Both the female junior and the more senior UBS employee are understood to have left UBS, with the senior employee suspended for five months before resigning earlier this year. The victim is not understood to have filed charges with the police about the alleged incident, which is understood to have taken place in the banker's private residence in September 2017. UBS had not even started a formal review into the senior banker's behaviour at the time he resigned (and Financial News says man was allowed to sit very close to the alleged victim in UBS's offices for three weeks after her claims had been made). The bank was, however, was reportedly seeking private mobile-phone messages between the alleged victim and her colleagues.

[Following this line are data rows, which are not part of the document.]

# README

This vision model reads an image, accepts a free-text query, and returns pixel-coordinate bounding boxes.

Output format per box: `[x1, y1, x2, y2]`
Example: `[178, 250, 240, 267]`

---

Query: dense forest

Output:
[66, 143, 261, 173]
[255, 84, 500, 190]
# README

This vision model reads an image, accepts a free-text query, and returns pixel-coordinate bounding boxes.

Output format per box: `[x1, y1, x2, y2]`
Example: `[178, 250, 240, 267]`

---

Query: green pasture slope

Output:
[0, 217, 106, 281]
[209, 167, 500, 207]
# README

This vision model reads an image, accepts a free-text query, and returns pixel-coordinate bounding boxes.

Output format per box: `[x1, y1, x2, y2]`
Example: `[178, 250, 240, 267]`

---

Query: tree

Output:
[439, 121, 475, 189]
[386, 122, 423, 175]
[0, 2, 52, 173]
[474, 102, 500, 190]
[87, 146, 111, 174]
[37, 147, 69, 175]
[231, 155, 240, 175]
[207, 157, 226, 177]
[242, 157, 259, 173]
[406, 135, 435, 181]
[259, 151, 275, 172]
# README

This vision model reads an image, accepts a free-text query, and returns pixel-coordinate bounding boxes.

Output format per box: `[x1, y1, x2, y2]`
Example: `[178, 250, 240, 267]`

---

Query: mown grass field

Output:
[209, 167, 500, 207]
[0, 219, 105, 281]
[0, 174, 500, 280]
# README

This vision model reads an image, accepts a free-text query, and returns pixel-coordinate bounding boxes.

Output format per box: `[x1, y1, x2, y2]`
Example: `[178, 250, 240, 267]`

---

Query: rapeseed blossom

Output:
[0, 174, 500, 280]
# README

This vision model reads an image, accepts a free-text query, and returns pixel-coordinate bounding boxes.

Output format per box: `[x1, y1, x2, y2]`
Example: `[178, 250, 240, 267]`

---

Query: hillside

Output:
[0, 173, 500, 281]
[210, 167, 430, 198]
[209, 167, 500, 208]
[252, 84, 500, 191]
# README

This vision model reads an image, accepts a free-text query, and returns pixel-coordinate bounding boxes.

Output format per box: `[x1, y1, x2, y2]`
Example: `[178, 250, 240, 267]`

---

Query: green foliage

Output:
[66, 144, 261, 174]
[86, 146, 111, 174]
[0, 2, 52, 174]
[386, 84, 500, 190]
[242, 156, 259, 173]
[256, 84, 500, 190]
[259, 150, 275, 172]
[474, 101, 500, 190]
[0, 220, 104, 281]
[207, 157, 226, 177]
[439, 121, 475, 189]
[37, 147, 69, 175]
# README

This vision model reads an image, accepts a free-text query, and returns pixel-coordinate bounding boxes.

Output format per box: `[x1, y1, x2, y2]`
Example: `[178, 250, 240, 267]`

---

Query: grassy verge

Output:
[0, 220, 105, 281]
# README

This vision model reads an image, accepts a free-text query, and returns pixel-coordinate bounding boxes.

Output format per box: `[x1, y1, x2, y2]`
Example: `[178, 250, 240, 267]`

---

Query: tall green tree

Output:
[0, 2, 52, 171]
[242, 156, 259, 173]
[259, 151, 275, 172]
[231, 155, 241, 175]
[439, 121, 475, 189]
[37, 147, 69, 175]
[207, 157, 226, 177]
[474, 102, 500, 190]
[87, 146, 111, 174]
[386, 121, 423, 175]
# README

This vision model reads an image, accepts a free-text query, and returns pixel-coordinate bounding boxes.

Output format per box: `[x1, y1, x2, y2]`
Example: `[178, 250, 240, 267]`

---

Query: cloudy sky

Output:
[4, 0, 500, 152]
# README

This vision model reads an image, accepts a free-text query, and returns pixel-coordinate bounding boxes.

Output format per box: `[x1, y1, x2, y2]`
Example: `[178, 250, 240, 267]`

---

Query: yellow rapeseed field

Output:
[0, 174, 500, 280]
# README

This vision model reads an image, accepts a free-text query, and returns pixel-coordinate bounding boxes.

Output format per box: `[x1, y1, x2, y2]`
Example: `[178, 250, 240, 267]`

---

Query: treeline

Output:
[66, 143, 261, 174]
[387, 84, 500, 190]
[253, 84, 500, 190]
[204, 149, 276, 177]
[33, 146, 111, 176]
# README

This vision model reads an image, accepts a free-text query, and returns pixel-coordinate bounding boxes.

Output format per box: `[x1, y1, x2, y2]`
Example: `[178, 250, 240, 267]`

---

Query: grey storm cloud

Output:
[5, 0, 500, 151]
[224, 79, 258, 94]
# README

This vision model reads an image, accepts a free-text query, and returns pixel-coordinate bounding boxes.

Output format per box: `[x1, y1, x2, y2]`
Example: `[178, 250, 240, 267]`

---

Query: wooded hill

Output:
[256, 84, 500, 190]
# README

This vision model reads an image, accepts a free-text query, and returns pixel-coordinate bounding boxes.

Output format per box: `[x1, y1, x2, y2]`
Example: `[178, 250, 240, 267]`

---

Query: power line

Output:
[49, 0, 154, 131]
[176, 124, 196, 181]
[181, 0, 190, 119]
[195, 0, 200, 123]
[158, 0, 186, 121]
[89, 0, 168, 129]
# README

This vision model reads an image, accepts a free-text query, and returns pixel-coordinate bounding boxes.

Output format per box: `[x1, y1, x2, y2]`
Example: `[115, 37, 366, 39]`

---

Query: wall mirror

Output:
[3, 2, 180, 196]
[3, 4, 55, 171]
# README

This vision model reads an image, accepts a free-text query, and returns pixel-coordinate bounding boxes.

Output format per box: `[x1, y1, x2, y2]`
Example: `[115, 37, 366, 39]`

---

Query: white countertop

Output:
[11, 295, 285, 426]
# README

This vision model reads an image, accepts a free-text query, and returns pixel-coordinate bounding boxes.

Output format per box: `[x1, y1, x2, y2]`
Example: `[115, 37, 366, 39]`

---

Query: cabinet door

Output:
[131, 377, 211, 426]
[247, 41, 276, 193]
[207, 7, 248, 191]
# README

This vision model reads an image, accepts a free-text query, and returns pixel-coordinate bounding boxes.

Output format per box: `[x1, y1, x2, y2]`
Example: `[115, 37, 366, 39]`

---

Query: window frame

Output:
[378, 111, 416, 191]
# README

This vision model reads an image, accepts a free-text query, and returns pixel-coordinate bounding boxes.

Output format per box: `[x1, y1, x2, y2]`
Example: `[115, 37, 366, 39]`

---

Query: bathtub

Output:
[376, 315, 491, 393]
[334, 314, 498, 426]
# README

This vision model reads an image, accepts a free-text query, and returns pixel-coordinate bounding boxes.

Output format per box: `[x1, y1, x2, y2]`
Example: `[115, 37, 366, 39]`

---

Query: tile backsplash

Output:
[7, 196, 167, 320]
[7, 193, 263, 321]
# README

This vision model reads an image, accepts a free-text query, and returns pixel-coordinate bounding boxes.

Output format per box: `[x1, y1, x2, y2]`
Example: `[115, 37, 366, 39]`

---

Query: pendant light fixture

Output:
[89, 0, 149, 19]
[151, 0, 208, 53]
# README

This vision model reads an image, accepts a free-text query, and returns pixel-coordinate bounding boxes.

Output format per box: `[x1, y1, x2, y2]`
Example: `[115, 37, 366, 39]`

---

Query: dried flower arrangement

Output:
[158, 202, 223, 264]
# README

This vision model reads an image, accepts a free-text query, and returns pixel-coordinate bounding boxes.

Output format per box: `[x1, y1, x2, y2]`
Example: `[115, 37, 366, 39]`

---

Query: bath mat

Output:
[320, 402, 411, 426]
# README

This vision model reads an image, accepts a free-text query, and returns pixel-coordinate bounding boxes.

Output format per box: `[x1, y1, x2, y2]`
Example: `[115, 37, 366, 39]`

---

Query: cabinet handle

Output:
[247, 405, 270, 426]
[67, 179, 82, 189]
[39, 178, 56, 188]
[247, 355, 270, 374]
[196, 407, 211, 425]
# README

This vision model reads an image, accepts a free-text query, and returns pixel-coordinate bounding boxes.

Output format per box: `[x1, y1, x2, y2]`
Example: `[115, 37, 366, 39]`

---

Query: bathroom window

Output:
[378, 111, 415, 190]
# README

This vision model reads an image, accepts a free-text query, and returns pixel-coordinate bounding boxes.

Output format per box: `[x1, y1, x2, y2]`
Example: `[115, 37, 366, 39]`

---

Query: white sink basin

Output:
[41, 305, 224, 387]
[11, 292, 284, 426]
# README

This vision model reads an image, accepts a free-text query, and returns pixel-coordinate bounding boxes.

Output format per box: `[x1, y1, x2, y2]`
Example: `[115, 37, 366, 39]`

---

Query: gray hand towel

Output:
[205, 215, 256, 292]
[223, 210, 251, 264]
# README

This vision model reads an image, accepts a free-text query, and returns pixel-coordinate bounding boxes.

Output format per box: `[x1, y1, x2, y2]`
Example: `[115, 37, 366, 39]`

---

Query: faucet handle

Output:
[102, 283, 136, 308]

The victim says she was kept in the dark about the investigation and told she would be sacked if she spoke about the matter externally.
A spokesman for UBS said the bank has zero tolerance of sexual misconduct and harassment and immediately investigates all allegations. "This matter is deeply upsetting, and while we cannot discuss it publicly due to employee confidentiality, our first priority is always to support our people and provide a safe environment to report any misconduct. Following significant cases, we conduct a review and if there are opportunities to strengthen our procedures we do so. It is important to note that certain criminal allegations by their very nature need to be investigated by the police," he added.
The latest allegations come two weeks after Credit Suisse dismissed Paul Dexter, a managing director in its M&A division for alleged "inappropriate behaviour with an intern." Dexter was accused of touching the intern in a physically inappropriate way. Credit Suisse told Bloomberg at the time that all accusations, "are thoroughly investigated and, where called for, consequences are appropriately handled.” However, the bank initially said that the claims against Dexter were unsubstantiated. At the start of this month, Credit Suisse created a new Zurich-based role to handle sexual harassment claims and boost equal opportunities at the Swiss bank.
In February, Nadia Moukaideche, a former intern at Credit Agricole in France, lost a court case arguing that the atmosphere at the French bank was degrading to women. Moukaideche argued that male colleagues were involved in, “a variety of disgusting and childish behaviors such as animal noises, burps, passing of wind and ball games.”
As banks focus on diversity, many are trying to ensure that 50% of their intern classes are female. However, a report this week from think tank New Financial found that while women make up 52% of the bottom quartile earners in investment banks, just 14% of top quartile earners are female. In an industry where senior staff are predominantly male, it seems banks need to do more to protect the young women coming in at the bottom from the potential for abuse.